I don't have words to explain exactly how Jason and I are doing; as I think we're both sorting it all out ourselves.  I can't even say we're shellshocked...it's almost as if we're just numb.  There isn't a way to explain it, at least not right now.

"The good news is that you can get pregnant all on your own", is a phrase I've heard more times in the last two days than I can explain.  I know it's meant to console us; and I do really appreciate it, and I AM thankful for that ability, but right now, today, I can't really absorb that thought.  Today, I just feel beaten down.  Disappointed.
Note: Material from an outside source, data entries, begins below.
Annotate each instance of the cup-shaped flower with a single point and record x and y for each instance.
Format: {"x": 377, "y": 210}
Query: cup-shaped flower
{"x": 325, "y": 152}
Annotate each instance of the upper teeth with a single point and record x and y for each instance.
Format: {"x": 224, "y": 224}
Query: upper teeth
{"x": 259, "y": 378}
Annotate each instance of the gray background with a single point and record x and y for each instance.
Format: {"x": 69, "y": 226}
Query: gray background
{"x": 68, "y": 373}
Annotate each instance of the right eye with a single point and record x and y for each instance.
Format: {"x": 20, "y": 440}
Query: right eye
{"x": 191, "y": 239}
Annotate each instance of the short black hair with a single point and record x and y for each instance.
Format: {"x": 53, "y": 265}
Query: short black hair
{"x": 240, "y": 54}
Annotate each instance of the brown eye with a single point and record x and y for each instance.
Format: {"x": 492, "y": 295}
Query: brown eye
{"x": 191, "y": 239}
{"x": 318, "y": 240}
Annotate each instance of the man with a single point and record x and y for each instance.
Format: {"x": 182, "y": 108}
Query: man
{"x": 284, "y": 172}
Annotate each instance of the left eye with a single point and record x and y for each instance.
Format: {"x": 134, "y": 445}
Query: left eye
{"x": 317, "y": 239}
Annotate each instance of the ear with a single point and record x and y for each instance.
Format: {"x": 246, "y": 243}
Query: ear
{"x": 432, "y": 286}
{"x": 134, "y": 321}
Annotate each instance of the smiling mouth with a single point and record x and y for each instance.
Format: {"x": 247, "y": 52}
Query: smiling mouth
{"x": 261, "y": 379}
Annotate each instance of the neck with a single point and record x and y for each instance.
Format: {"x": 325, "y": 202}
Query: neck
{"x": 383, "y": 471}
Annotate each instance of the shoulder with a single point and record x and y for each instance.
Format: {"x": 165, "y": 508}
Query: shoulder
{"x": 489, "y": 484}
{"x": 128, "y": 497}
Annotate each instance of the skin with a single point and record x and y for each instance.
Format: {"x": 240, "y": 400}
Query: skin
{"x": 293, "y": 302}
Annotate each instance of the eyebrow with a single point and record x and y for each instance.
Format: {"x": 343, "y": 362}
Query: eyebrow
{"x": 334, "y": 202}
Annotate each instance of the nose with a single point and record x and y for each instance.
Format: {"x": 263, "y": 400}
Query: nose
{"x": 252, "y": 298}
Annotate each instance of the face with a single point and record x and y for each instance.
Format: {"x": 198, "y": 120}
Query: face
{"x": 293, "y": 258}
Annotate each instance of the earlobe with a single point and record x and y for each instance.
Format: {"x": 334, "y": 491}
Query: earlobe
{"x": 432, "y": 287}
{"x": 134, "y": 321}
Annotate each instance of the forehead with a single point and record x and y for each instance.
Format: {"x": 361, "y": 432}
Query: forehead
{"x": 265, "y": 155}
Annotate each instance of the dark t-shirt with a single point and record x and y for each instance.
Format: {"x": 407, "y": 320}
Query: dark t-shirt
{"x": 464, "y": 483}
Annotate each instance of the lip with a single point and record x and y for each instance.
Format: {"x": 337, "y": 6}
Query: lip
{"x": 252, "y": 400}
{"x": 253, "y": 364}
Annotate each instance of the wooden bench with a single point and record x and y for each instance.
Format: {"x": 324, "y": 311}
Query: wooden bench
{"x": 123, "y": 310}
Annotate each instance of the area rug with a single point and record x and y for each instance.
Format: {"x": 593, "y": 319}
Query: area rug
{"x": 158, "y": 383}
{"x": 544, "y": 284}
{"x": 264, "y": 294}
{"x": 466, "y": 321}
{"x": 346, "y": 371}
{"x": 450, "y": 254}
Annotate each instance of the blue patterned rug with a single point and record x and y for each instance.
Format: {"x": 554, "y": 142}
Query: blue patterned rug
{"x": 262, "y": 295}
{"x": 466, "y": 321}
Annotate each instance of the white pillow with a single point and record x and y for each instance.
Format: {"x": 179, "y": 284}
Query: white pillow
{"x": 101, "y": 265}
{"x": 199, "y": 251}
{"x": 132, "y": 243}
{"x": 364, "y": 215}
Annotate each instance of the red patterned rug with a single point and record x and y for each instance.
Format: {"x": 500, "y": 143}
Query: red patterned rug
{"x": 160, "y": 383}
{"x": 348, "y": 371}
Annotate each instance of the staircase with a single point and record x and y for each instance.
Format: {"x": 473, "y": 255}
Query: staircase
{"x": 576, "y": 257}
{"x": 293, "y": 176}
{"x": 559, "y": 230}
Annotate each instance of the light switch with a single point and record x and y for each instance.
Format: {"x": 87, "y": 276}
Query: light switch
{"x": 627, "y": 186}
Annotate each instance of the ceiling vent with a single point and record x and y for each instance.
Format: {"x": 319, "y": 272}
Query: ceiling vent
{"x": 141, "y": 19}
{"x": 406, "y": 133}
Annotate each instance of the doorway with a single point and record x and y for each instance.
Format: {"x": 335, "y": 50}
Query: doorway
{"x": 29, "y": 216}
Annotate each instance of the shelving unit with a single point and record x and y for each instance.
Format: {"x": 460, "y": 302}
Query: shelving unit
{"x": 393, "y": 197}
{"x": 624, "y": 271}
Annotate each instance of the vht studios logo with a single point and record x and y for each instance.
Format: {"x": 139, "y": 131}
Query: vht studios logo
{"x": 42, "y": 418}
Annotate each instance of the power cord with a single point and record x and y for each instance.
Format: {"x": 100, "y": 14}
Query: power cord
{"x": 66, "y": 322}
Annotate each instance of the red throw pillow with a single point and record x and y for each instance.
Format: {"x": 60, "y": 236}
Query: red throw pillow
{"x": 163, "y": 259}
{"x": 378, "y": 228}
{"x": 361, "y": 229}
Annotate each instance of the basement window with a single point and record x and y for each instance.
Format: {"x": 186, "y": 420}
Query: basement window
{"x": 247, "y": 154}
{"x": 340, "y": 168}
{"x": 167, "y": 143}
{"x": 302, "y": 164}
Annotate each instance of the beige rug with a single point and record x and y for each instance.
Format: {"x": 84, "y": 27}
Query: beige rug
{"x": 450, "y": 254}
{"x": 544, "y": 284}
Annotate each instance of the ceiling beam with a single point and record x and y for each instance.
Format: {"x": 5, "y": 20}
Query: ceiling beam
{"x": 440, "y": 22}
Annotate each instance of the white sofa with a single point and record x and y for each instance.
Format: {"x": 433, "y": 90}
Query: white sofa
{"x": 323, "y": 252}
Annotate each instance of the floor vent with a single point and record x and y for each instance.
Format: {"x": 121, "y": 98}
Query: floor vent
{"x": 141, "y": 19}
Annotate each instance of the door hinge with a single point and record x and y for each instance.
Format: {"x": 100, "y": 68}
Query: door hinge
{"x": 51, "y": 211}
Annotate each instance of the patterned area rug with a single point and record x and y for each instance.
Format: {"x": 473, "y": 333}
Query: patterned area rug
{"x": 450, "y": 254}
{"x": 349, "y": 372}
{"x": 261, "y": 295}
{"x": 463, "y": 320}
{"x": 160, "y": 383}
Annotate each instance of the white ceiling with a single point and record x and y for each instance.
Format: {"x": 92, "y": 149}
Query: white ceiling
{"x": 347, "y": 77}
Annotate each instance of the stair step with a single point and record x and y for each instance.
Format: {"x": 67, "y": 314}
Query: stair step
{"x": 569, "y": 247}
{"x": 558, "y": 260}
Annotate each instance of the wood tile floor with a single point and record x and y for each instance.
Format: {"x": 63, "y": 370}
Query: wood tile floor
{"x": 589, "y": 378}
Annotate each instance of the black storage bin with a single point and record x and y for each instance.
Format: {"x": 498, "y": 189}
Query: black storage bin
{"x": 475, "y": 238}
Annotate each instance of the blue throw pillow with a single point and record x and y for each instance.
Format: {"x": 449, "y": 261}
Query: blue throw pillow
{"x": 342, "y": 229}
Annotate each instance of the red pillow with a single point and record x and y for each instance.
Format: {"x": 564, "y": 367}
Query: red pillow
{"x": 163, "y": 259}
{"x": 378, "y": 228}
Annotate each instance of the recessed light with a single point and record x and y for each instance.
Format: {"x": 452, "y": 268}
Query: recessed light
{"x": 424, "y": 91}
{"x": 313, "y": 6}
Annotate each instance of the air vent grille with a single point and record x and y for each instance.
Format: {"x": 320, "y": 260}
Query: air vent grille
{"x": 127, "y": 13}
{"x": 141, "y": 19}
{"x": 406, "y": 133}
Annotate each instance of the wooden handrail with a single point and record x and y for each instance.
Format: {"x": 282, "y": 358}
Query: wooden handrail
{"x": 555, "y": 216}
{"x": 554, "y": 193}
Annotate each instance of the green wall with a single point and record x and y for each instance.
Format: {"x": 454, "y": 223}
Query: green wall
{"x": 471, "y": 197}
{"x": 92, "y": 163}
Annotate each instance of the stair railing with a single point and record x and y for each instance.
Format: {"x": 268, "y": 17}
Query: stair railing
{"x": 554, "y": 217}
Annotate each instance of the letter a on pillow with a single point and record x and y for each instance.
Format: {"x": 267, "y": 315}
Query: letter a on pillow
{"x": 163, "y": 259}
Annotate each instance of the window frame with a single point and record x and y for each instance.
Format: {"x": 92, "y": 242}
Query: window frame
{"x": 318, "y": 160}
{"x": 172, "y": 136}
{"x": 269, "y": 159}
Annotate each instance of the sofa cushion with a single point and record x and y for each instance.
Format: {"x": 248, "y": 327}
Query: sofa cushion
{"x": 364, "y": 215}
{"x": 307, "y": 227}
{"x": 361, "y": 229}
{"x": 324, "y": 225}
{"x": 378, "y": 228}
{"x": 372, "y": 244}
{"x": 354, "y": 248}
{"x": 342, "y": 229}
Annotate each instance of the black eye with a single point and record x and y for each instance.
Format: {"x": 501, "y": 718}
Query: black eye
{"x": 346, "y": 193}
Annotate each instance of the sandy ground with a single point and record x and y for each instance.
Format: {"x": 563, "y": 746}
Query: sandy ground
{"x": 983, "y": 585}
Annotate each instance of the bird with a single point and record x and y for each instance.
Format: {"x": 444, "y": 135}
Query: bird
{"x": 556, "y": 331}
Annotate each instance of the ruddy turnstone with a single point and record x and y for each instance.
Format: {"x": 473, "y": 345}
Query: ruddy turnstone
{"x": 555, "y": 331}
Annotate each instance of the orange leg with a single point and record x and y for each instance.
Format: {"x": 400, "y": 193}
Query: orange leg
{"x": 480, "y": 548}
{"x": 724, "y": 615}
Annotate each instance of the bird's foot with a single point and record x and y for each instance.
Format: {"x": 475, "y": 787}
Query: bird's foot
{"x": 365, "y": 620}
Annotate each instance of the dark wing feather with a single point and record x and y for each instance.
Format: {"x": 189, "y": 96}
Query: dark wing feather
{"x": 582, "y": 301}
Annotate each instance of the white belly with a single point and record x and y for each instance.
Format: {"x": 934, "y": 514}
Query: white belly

The group I'm part of didn't even know I was expecting again, (I only told 1 participant, as I knew she'd understand my trepidation in telling people because of her very unique story), and I was waiting for that 12 week milestone.  Hell, I was even contemplating not telling anyone until I couldn't hide it physically anymore.

I guess I have a lot to talk about in group next week.

So for those moms and dads out there that have experienced multiple loss; I see you, I feel you, I am sorry for your loss.  You are most certainly not alone and I send you all of my love and all of my support.  None of us are supposed to get through any of this by ourselves.  Keep talking about it, never be ashamed.  I stand with you.